Ranks broken, the angels shifted about, each ready to dive bomb, each slowly shifting and hovering. If they attacked him now, he’d have a hard time defending himself quick, and whatever he did, it wouldn’t be enough to stop a thousand angels.

If they fought, he’d have to strike first.

“Unmarked,” Saar said. “You—”

“I asked you a fucking question!” He struck his staff again, and the ground vibrated. He played the music, reached for the sky, and told it to move. It did. Bolts of red lightning streaked across the swirling black and ember clouds, and thunder followed, a heavy roar that shook the forest behind him, and echoed in the mountains before him. “If I had to guess, it’s because whoever the unmarked is in the Navameere Fields, they’re not heading toward False Gate, right?”

Saar flared his wings and lowered back down to the ground, but stopped a couple inches above it.

“I cannot answer your questions, unmarked.”

“My name is David.”

The angels above glanced between each other.
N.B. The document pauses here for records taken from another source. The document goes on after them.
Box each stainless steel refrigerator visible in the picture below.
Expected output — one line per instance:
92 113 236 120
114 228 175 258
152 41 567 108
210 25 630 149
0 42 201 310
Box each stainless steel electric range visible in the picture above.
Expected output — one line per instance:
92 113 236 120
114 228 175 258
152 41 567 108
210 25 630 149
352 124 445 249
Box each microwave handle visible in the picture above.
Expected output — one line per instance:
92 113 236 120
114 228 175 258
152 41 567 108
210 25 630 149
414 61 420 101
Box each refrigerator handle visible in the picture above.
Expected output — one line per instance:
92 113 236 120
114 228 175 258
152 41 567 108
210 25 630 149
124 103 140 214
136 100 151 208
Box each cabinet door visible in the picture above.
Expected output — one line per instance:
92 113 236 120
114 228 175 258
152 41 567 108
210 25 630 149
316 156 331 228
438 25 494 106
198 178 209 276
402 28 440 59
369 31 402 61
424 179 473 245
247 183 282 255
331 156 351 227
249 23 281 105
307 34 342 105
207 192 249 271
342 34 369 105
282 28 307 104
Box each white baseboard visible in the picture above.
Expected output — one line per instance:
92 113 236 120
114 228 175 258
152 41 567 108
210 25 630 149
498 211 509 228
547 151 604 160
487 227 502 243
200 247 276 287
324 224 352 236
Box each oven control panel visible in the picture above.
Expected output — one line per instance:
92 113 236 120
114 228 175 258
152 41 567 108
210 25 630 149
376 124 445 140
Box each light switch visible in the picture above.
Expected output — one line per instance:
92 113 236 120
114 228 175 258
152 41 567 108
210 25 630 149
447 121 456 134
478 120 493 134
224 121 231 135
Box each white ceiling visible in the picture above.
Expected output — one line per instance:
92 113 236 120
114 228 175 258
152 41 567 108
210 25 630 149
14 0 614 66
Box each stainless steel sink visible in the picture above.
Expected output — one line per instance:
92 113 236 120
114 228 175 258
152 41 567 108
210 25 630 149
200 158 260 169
Did they know his name? Or maybe they just hadn’t expected him to have one?

“David,” Saar said. “You have been denied by Heaven, and the council has decreed you must die.”

“And yet, an unmarked who is known to all, is making massive waves a couple provinces clockwise from me. Why aren’t you launching your angels at them? Why aren’t you going to war to kill them?” He took a step forward. Sure enough, the angels backed up just as much. “You’re only concerned with the unmarked trying to reach False Gate, aren’t you?”

Saar didn’t respond.

“I don’t know your council. I don’t know why they aren’t talking to you anymore. What I do know, is something doesn’t add up. You’re down here looking for me and others, on their orders I’m guessing, but there’s an unmarked you could be attacking more directly but aren’t. So they don’t actually want you to kill me, or at least, that’s not their primary goal. They want you to stop me from reaching False Gate. Why?”

“I cannot answer your questions, David.”

For all the frustration and anger bubbling up through David’s veins, he was pretty damn happy the angels were willing to have a conversation. He’d half expected this to devolve into a fight immediately. If they’d been demons, it definitely would have.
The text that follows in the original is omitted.